Wednesday, May 24, 2017

PhantomJS, CasperJS and Arrays of Functions

Scraping

I've been doing some scraping - writing apps that fetch HTML content using HTTP GET and the occasional POST.

I've found two reasonably nice solutions for making scrapers easily:

  1. Scrapy - a Python framework, optional Splash server available if full browser implementation (especially Javascript) is needed.
  2. CasperJS - a Javascript framework built on PhantomJS, a headless browser.


One recent accomplishment has to do with downloading files from a web site, but I'm under non-disclosure and can't talk about that. Dang.

That work was done in CasperJS, which has an interesting approach to defining and executing scrapers and spiders.

CasperJS

CasperJS handles PhantomJS "under the covers" and provides nice wrappers around important features like injecting Javascript code into the browser and waiting on DOM elements, not to mention inputting keystrokes and mouse clicks.

Functions Inside Functions

Using CasperJS, you create a Casper object then start it with an initial URL, which is requested husing HTTP(S) via the PhantomJS headless browser.

Instead of directly coding the spider or scraper, you define a series of CasperJS steps using casper.then() (or inside of a casper object use this.then()). Each definition is a function:
casper.then(function doSomething() {
    this.wait(250);
});

These functions are added to an array of function definitions and are not immediately run. When you get done defining them, you do a casper.run() {} and the functions will be invoked in order (maybe, see the bypass() function).

Functions frequently add new functions to the list, so you can be executing step 3 out of 4, and when the step complete you are now executing step 4 out of 7.

You can add logic that skips forward or backward through the array of functions, allowing loops and optional steps.
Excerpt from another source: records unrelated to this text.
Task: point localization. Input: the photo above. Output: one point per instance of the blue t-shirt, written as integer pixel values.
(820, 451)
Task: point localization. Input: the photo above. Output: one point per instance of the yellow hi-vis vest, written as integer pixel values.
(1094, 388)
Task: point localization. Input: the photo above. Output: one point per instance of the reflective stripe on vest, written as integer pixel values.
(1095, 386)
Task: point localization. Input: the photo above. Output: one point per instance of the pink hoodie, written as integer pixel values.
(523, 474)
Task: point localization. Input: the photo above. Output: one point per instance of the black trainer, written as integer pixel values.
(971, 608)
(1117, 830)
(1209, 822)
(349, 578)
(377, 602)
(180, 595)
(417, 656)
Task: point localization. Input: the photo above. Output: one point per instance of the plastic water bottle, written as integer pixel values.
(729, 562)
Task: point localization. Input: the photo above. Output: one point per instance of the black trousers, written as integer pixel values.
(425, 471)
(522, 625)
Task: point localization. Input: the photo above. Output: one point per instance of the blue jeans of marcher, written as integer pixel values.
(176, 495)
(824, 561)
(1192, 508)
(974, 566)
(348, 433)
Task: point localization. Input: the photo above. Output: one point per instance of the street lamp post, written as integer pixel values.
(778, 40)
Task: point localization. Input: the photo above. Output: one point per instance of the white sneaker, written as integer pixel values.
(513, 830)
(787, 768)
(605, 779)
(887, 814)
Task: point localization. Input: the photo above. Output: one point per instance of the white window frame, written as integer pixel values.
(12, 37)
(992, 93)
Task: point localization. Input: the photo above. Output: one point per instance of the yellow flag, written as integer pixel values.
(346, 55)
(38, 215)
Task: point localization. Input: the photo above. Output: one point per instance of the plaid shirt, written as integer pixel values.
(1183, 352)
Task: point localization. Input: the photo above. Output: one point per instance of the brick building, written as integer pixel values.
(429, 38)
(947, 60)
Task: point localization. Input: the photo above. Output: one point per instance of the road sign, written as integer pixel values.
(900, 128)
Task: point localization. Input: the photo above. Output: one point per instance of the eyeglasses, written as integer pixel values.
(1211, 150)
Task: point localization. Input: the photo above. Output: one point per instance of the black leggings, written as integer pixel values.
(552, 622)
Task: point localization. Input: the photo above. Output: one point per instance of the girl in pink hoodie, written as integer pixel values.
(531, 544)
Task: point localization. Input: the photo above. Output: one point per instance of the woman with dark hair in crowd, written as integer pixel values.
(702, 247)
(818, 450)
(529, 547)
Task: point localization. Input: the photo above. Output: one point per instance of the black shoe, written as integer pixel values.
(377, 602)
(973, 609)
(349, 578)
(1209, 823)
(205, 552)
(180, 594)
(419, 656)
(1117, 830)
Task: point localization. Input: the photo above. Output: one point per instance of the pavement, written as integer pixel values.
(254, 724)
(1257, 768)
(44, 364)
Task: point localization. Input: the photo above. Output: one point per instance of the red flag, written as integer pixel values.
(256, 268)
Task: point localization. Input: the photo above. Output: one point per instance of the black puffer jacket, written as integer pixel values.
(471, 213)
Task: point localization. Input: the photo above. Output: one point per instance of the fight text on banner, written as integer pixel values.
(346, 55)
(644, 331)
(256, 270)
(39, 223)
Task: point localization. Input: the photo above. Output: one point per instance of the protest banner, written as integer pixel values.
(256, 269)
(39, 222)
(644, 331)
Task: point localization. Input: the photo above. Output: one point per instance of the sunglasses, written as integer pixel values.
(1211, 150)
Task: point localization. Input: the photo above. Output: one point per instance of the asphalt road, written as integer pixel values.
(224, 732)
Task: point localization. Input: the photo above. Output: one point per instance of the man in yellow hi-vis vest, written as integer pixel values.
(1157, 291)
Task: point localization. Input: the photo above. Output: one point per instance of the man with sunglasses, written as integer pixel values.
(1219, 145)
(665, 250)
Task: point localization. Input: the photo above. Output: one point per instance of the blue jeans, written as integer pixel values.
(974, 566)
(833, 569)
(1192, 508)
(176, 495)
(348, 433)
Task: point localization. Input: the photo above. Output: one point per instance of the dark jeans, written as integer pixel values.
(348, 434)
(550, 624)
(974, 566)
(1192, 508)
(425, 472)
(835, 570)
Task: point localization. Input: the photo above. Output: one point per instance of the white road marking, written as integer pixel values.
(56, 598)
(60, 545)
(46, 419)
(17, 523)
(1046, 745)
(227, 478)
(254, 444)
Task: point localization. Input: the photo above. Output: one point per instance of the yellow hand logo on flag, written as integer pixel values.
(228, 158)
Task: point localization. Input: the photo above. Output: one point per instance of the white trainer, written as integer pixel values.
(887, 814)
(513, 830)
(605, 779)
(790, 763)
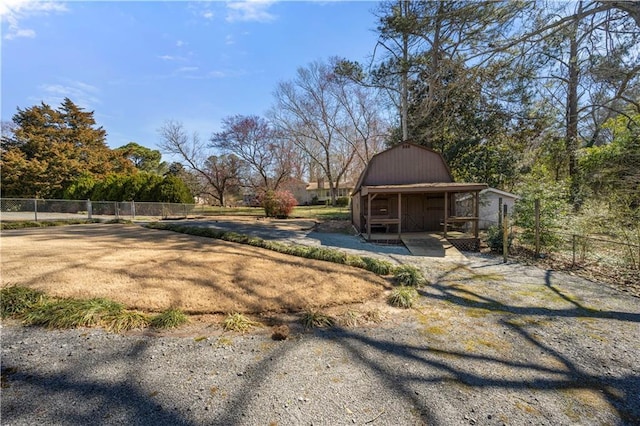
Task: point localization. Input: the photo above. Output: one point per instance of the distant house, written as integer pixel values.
(319, 191)
(298, 188)
(409, 188)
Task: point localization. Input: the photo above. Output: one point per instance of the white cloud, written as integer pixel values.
(187, 69)
(82, 94)
(14, 12)
(250, 10)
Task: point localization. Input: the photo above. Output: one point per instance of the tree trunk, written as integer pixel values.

Most everything is asynchronous, which can bite you. If you code this.wait(500) and this.wait(500), they both run asynchronously after the last active bit of this step completes, and finish at the same time. They do not add additonal delay to each other at all if they are in the same .then().

The approach of adding functions everywhere for everything can lead to an accumulation of anonymous functions. This is actually a bad idea, since the debug/log mechanisms available will report the function names being processed - if they exist. It's best to add a unique function name to each and every function:
this.then(function check4errors() {
    var errorsFound = false;
    if (verbose) {
        this.echo('Check for errors');
    }


Be careful, though. There are also tight requirements around the casper.waitFor()/this.waitFor() and casper.waitUntil()/this.waitUntil() methods provided by CasperJS. The successful case has to be named function then() and the timeout case has to be named onTimeout() or things simply do not work. Here's an example of correct coding within a CasperJS object, so "this" is used rather than casper:
this.waitFor(function check() {
    return this.evaluate(function rptcheck() {
        return ((document.querySelectorAll('#reports\\:genRpt').length > 0) && 
                (document.querySelectorAll('#_idJsp1\\:data\\:0\\:genRpt').onclick.toString().length > 0));
    });
}, function then() {
    if (verbose) {
        this.echo('Found report generation button.');
        this.capture('ButtonFound.png');
    }
    this.wait(100);
}, function onTimeout() {
    this.echo('Timed out waiting for report generation button.');
    this.capture('NoButtonFound.png');
}, 20000);

Pluses and Minuses

CasperJS/PhantomJS are different than most NodeJS apps, so integrating them (other than via command line execution) is complicated. Writing NodeJS wrappers for CasperJS scrapers is straightforward. This is how I solved the challenges that I can;t talk about due to non-disclosure.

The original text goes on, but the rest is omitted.